DANSE | SPECTACLE

My (petit) Pogo

24 Jan - 25 Jan 2018

Cinq ans après My Pogo, le chorégraphe Fabrice Ramalingom revient sur son spectacle, pour en livrer une version jeune public et réflexive. My (petit) Pogo forme ainsi une refonte complète, une méta-représentation de la pièce initiale. Avec légèreté et humour, le spectacle dévoile les secrets de cette danse contemporaine.

Le spectacle de danse contemporaine My (petit) Pogo, du chorégraphe Fabrice Ramalingom (Cie R.A.M.a), rejoue son précurseur : My Pogo. Une recréation en forme de réflexion dansée, à la fois jeune public et critique. Jeune public, car il s’agit d’exposer, simplement, comment se pense et crée un spectacle de danse contemporaine. Et critique, parce que la pièce mobilise des outils conceptuels et corporels, pour mieux souligner le processus créatif. La difficulté d’expliquer la fabrication d’une pièce tient en partie à la quantité de paramètres en jeu. Il y a toujours trop à dire, trop de fils à détramer. Ici, Fabrice Ramalingom contourne l’écueil par l’humour, notamment. Avec simplicité et légèreté, les quatre interprètes de My (petit) Pogo Clément Garcia, Yuta Ishikawa, Fabrice Ramalingom, Lorenzo Vanini dansent et parlent le spectacle qu’ils sont en train de jouer.

My (petit) Pogo de Fabrice Ramalingom : une mise en abîme de My Pogo

Comme point d’appui au spectacle de danse contemporaine My (petit) Pogo (2017), il y a, donc, My Pogo.
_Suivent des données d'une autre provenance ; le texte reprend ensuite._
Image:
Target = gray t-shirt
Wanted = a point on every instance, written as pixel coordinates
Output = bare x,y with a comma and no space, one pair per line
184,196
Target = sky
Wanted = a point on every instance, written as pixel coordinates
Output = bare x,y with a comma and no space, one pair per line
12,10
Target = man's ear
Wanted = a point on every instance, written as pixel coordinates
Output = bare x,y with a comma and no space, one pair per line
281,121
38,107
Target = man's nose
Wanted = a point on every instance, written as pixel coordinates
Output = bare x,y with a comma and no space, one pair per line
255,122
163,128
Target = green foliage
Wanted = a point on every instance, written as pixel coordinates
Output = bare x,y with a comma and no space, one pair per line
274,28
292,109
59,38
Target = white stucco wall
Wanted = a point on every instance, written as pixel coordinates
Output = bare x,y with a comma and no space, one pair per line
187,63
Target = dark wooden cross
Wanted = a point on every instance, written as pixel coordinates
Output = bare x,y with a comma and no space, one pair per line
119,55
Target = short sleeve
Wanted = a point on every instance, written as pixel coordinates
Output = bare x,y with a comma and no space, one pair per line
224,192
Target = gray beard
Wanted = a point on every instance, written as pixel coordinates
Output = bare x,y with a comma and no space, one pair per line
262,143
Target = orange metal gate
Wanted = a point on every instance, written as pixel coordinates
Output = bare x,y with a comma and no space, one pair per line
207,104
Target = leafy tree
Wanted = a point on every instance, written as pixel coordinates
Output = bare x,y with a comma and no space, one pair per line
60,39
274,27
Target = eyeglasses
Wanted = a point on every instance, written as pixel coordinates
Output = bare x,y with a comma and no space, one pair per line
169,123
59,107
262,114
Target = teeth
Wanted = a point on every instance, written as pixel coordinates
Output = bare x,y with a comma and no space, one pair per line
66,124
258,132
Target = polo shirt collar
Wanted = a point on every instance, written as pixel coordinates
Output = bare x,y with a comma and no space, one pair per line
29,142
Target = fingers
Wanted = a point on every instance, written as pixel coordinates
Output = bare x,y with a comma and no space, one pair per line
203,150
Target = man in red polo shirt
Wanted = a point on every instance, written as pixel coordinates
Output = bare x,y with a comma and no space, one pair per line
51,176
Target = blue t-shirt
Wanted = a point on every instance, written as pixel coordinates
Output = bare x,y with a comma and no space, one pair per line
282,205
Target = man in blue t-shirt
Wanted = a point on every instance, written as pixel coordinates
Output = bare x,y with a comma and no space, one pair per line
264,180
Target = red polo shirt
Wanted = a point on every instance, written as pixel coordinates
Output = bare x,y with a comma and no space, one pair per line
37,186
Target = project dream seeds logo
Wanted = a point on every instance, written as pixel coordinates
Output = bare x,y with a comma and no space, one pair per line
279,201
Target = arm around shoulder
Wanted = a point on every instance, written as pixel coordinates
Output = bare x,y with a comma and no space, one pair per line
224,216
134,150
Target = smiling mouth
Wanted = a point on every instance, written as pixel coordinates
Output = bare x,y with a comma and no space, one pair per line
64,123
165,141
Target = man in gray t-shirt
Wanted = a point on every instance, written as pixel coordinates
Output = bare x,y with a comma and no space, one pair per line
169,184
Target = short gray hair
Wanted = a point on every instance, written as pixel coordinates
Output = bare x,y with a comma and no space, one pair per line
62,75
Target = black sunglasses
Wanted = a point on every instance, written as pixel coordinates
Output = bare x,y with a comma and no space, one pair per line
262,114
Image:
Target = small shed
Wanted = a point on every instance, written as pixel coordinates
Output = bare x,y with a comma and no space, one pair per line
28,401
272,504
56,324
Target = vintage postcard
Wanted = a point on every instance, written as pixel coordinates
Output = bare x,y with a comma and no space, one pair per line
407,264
Création Montpellier Danse 2012, cette pièce pour six interprètes présente un groupe et ses interactions. Sur une scène sans décor, six danseurs fonctionnent comme un groupe soudé, « serré comme un œuf où chacun cherche sa place vis-à-vis des autres. C’est un noyau, un bloc d’hétérogénéité » (Fabrice Ramalingom). Comme reliés par des fils invisibles, les danseurs y forment un sorte de nuage moléculaire : dense, plein de frictions et d’électricité. Un groupe muet et silencieux, tout en vibrations sensibles. Après cinq ans de réflexion, My (petit) Pogo vient à son tour joindre les paroles aux gestes. Dans une performance qui reprend des gestuelles du spectacle originel, mais pour mieux intercaler des étapes d’observation, de réflexion. Ce qui, finalement, modifie complètement la chorégraphie et l’économie du mouvement.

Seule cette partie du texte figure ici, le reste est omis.